In 3 recent opinions, the United States Supreme Court has undeniably confirmed that general jurisdiction is only appropriate in a forum where a defendant is either incorporated or headquartered (aka, “at home”).  These decisions come on the heels of the decisions that set the foundations for the new era of personal jurisdiction, Goodyear v. Brown and Daimler v. Bauman.

The first of these new cases, TC Heartland LLC v. Kraft Foods Grp. Brands LLC, required that patent infringement claims be filed where the defendant is incorporated.  The second case, BNSF Railway Co. v. Tyrell, required that FELA cases be filed where the defendant is “at home”.

Finally, on June 19th, the United Supreme Court reversed a California Supreme Court decision and held in Bristol-Myers Squibb v. Superior Court, that plaintiffs must file tort cases where a defendant is “at home”.  In Bristol-Myers Squibb, the California Supreme Court tortured the definition of specific jurisdiction in an effort to get around the law as set forth in Goodyear and Daimler.  The State court allowed an out of state plaintiff to sue the defendant in California although none of the activities giving rise to the plaintiff’s injury (such as sales or manufacturing) occurred there.  The only contact with California was the defendant’s nationwide marketing campaign.  The U.S. Supreme Court reversed the California Supreme Court and held, for the fifth time in six years, that a defendant is subject to general personal jurisdiction in the jurisdictions in which it is “at home,” otherwise articulated as where they are incorporated or headquartered.
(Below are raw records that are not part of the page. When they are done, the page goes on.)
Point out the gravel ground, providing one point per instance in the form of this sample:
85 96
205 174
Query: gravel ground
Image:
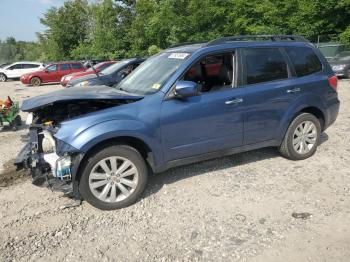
237 208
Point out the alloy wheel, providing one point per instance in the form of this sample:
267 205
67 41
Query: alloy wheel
113 179
304 137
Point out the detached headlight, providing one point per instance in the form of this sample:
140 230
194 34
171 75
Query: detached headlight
338 67
84 83
63 147
29 119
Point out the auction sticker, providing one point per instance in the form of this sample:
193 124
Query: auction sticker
178 55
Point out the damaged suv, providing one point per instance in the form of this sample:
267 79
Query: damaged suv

Now that the dust has settled, it remains clear that specific jurisdiction, the jurisdiction where the tort was committed, is alive and well.  As such, a manufacturer may be sued in the forum where he sells the product and in which the plaintiff is injured by such product.  However, jurisdiction based on a defendant’s “continuous” presence in a State is no longer a sufficient basis for general jurisdiction.

The practical implication of this line of cases is that plaintiff’s may no longer file huge numbers of cases forums where potentially liable defendants have had continuous and systematic contacts.  They are left with two options:  1) they may go to each states where specific jurisdiction exists; or 2) they may file where a majority of the defendants are “at home”.  Where some states have been slow to recognize Daimler and have found excuses to circumvent it, that door is now firmly shut.  The days of forum shopping to friendly courts are simply over.

Friendly forums for plaintiffs in mass tort cases such as Madison County, Illinois, St. Louis, Missouri and the Southern District of New York may no longer be available because few defendants are “at home” there.  In her dissent, Justice Sotomayor actually observed that Delaware may be the only jurisdiction available to garner numerous defendants.